How To Survive The Holidays Without Your Kid
This is for those of us who have lost a child or more to divorce, death, illness, and many other reasons for parenting heartbreak:
1. Do everything you can to stop depression in its tracks. Depression is reasonable and makes sense if we’ve lost a child, but depression has a certain undertow that can carry us far out to sea before we realize how far from shore we have drifted. And it’s awfully hard to swim back. Risky thing, with all those clashing currents in the deep end of the mental health ocean.
Notice yourself and the signs and do what you can to prevent depression, and if you’re already in it — stop everything and do what it takes to back it up.
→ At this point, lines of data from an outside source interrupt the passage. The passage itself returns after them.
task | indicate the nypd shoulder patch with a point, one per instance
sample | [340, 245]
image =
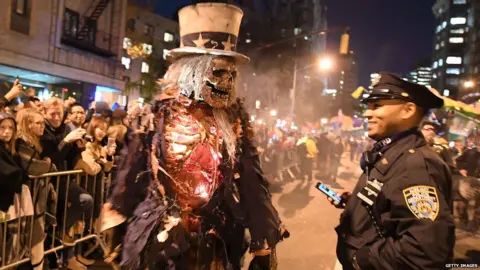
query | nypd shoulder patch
[422, 201]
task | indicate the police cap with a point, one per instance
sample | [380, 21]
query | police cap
[390, 86]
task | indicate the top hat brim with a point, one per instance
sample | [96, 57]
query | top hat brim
[179, 52]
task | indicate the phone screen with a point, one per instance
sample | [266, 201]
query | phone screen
[330, 193]
[111, 141]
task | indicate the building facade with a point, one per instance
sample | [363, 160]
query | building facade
[148, 38]
[422, 76]
[64, 48]
[470, 91]
[450, 45]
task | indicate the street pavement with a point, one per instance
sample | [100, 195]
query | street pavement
[311, 220]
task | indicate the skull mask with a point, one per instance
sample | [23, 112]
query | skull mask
[219, 89]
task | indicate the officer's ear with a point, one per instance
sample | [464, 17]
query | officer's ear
[409, 111]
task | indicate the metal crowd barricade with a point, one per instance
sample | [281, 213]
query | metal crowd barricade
[19, 233]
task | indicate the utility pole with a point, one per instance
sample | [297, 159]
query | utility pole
[294, 88]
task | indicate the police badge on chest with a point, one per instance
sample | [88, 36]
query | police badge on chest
[370, 192]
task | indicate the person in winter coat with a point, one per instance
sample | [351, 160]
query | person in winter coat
[11, 172]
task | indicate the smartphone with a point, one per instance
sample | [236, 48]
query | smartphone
[330, 193]
[111, 141]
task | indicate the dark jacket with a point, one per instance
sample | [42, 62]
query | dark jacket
[63, 155]
[11, 177]
[262, 218]
[11, 174]
[412, 175]
[31, 161]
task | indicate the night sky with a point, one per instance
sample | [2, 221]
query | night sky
[386, 35]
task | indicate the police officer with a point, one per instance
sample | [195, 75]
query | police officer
[399, 214]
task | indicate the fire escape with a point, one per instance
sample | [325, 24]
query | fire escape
[87, 37]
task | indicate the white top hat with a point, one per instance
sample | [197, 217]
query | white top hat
[209, 28]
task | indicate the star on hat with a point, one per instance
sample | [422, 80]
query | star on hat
[227, 45]
[200, 42]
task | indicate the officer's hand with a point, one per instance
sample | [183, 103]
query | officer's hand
[344, 195]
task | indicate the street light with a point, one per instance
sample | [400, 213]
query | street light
[469, 84]
[325, 64]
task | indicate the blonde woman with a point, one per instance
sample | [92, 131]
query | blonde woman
[31, 126]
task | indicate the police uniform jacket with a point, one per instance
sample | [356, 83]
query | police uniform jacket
[411, 209]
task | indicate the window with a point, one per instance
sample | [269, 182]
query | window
[70, 25]
[455, 71]
[458, 20]
[168, 37]
[20, 16]
[148, 31]
[145, 67]
[452, 81]
[126, 62]
[21, 7]
[131, 24]
[127, 43]
[147, 48]
[91, 30]
[455, 60]
[457, 31]
[455, 40]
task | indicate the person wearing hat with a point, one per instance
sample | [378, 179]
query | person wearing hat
[179, 174]
[399, 214]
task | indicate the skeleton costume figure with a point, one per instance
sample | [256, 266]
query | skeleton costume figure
[183, 206]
2. Get philosphical. Everything happens for a reason. What is the meaning I can make out of this loss? What is the personal growth that lays in wait out of these holiday reminders of the holes in my soul? How can my experiences be of use to others? Victor Frankyl, a holocaust concentration camp survivor, wrote a book called, “Man’s Search For Meaning.” In it he talked about what he observed about the survivors of the Nazi camp verus who did not survive. One of the main features of human survival that he noticed was that those who survived found a purpose in their suffering. In my experience, that is true for most levels of suffering: If we can find a purpose, a message, a meaning for it and in the midst of it, we can come through it. More than that, we can come out with a winning set of new skills.
3. Self-care, self-care, self-care. Make a decision to set aside time (and sometimes fate flings this space upon us) to step back, reflect, take care of the basics of your personal needs. This means eat well, take showers, get enough sleep, take a walk, share a newspaper with a friend. Reflect and affirm in positive ways. These are small, and yet, can be enough! Remember string theory: When we make one small tug at the end of a string, the whole shibbang moves. One small change alters the whole web of the mess that has been thrown upon us, or that which we we have created for ourselves.
Keys: 1. Say what you need; 2. Do just one small thing and then wait. After waiting, do another small thing. And so on.
4. Procrastinate guilt. Put it off ’till tommorrow. Save it for another day. Now is not the time. Make a guilt date with yourself for Friday nine o’clock a.m. Put off remorse, self-loathing, shame and regret until that time. Then break the date. Do a no-show. Face it: Guilt and shame just do not work. They are deceivers. They do not motivate, they do not prduce long-term growth, they are not kind. Guilt and shame will hurt us. Good things to procrastinate.
The recipe for mental health says to substitute faith and forgiveness for those particular holiday ingredients.
Well, four things is plenty to do. I love the number four. It’s enough to be challenging, but still easy on the sensibilities. Here’s another four:
1. Grace is to give away. We are sometimes the receivers.
2. There is always another chance.
3. Friends need to excercise their friendship skills. We are all friends to someone.
4. If we are too depressed to believe any of this, know that it is even still, true.